The long-time musician and former Estevan resident has been the executive director of SaskMusic since 2015. He has spent the past 4 1/2 months navigating the organization, the Saskatchewan music industry and its many talented performers through the myriad of challenges posed by COVID-19.
The province’s music scene was dealt an immediate blow March 13 when COVID forced the cancellation of the Juno Awards – the showcase of Canadian music –a day before the awards show was supposed to happen in Saskatoon. Juno Week activities were already well underway in the Bridge City when the Junos became one of the first marquee events in Canada to be dashed by the pandemic.
“Obviously, I think my first concern and everyone’s first concern is public health and safety, but also trying to navigate that to ensure that the musicians and the venues and the festivals and everything can advance past the end of it,” Dawson told the Mercury.
After the awards were cancelled, music venues were shuttered and events were postponed or cancelled. Not only did it affect musicians, it impacted the behind the scenes people who work on sound and lighting and those who help make live music happen.
SaskMusic has been doing its part to help support and relay information to its members. They have been working with the provincial and federal levels of government to ensure they’re aware of the impacts.
SaskMusic open houses have featured livestream performances by Saskatchewan musicians, including local favourites such as Last Birds – comprised of North Portal’s Lindsay Arnold and Mike Davis – as well as Poor Nameless Boy (the stage name for former Estevan resident Joel Henderson) and Chris Henderson. They also had a virtual concert for National Indigenous People’s Day in June.
“We moved some of the programs we offer online, and also under the realization that people who have been working from home through this are feeling a little screen time burnout. So we’re really looking to increase the quality and some of the ingenuity of those live performances moving forward.”
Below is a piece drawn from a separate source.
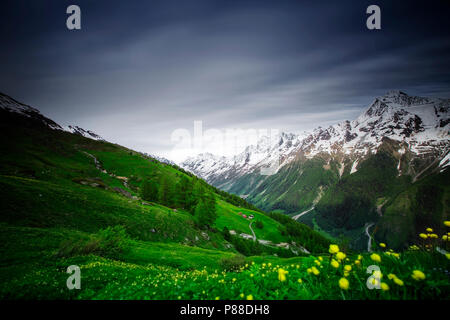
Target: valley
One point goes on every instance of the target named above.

Members have done a good job of coping with the past few months, despite the lost income of not having the opportunity to play in front of a capacity crowd.
Dawson cited bandcamp.com, which is a website that allows musicians to sell their music directly to people, as a way in which Saskatchewan musicians have really supported each other by promoting their peers.
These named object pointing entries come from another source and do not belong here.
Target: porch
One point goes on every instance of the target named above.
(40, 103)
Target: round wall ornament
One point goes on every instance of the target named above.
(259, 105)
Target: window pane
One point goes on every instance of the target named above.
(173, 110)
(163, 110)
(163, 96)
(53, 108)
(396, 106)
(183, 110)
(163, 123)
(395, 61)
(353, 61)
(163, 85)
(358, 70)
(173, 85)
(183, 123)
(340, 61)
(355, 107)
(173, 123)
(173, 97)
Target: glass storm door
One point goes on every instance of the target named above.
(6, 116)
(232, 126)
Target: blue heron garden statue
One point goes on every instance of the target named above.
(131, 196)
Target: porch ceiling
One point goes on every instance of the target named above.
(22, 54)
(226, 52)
“There’s been a lot of frustration, certainly there has. For more than a decade now, in music … a large part of … the revenue income is from live performances, and so really it’s almost an events-based industry in a lot of capacities.”
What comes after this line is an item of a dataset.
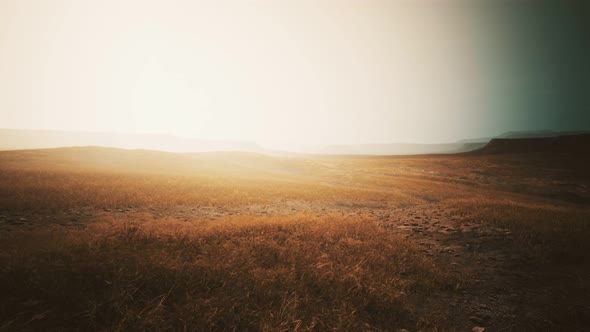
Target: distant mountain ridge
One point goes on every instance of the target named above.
(565, 144)
(23, 139)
The focus has shifted away from record and CD sales to streaming sales and performing live.
SaskMusic has also launched the Sask Venues project to raise funds for smaller music venues in the province. People can purchase limited edition t-shirts to support venues across the province, such as the Happy Nun Café in Forget.
The pre-sale will close Thursday evening at midnight. For more information, you can visit www.saskvenuesproject.com.
While some venues are now partially open, it will be a while before these places are able to be at capacity, which affects both the venues and the musicians.
“The big challenge, of course, is being able to sell a limited number of tickets in a lot of instances is still difficult, because it means you go back to work, but you’re going back to work at the quarter of the income that you would have made in the past.”
Traditional music venues are also a big part of the success of the music industry in Saskatchewan, he said. Dawson noted that he received a quote from Ryan Gullen of the famed Saskatchewan rock band the Sheepdogs, who captured the value of these venues.
Without the Cavern Club in Liverpool, England, there wouldn’t have been the Beatles, and without a coffee shop in Saskatoon, Joni Mitchell wouldn’t have had her career launched.
Others in this province have turned to options such as the drive-in concert, in which spectators will park their vehicles for a show, allowing them to maintain social distancing. The first such concert was in Lampman for Saskatchewan country music singer JJ Voss.
Dawson said the different levels of government have been receptive to the ideas from SaskMusic. The province in particular has handled things extremely well.
“I’m confident we’ll get through it. We’ve seen a really great response from people in the province already,” said Dawson.
Dawson, who has been part of the band Library Voices with several other former Estevan residents for over a decade, is also pleased to see some of the talent coming out of the Estevan area.
“Having the pleasure to grow up in Estevan, and knowing that it’s such a musical city, it’s great to see those artists doing well on the world stage,” he said.